I’ll leave you guy’s off with an excerpt from Richard Schmidt, Ph.D:
Motor Learning and Performance: From Principles to Practice
By Dr. Richard A. Schmidt
“A common misconception is that fundamental abilities (running, gymnastics, etc.) can be trained through various drills or other activities. The thinking is that, with some stronger ability, the athlete will see gains in performance for tasks with this underlying ability.
For example, athletes are often given various “quickening” exercises, with the hope that these exercises would train some fundamental ability to be quick, allowing quicker response in their particular sports.
Coaches (as well as physical therapists) often use various balancing drills to increase general balancing ability, eye movement exercises to improve vision, and many others. Such attempts to train fundamental abilities may sound fine, but usually they simply do not work. Time, and often money, would be better spent practicing the eventual goal skills.
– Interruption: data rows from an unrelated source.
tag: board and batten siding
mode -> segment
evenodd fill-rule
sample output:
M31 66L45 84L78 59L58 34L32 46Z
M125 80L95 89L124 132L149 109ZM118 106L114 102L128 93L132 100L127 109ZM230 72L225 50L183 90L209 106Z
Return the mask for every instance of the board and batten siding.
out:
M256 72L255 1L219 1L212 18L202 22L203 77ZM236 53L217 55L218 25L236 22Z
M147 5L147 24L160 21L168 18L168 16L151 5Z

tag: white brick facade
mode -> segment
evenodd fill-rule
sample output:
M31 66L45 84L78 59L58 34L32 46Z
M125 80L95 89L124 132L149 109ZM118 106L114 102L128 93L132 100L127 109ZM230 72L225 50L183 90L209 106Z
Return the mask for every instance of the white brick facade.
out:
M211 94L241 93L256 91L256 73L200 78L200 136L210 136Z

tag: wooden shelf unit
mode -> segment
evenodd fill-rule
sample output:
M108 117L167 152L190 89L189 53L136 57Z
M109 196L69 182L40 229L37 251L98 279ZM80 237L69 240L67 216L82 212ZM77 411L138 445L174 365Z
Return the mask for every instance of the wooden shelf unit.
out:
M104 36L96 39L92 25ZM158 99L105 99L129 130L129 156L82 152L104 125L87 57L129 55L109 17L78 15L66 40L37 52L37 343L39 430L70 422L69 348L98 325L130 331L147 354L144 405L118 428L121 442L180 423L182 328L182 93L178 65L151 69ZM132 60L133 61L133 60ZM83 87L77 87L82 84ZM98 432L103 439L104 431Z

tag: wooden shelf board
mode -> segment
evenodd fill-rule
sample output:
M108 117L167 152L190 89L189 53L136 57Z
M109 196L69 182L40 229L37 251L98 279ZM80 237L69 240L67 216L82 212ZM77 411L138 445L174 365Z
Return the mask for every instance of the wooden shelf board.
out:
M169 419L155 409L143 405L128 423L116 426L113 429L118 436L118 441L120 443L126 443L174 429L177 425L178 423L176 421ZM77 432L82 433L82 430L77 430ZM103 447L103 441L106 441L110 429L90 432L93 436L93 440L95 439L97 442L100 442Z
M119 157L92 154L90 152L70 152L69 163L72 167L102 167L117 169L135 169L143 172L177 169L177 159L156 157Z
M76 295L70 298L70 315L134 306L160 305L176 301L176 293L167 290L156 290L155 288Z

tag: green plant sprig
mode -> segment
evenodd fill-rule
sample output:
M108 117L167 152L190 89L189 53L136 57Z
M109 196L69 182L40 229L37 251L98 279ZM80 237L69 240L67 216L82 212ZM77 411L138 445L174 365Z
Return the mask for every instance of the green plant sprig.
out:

There are two correct ways to think of these principles. First, there is no general ability to be quick, to balance, or to use vision. Rather, quickness, balance, and vision are each based on many diverse abilities, so there is no single quickness or balance ability, for example, that can be trained.
Second, even if there were such general abilities, these are, by definition, genetic and not subject to modification through practice. Therefore, attempts to modify an ability with a nonspecific drill are ineffective. A learner may acquire additional skill at the drill which is, after all, a skill itself, but this learning does not transfer to the main skill of interest.”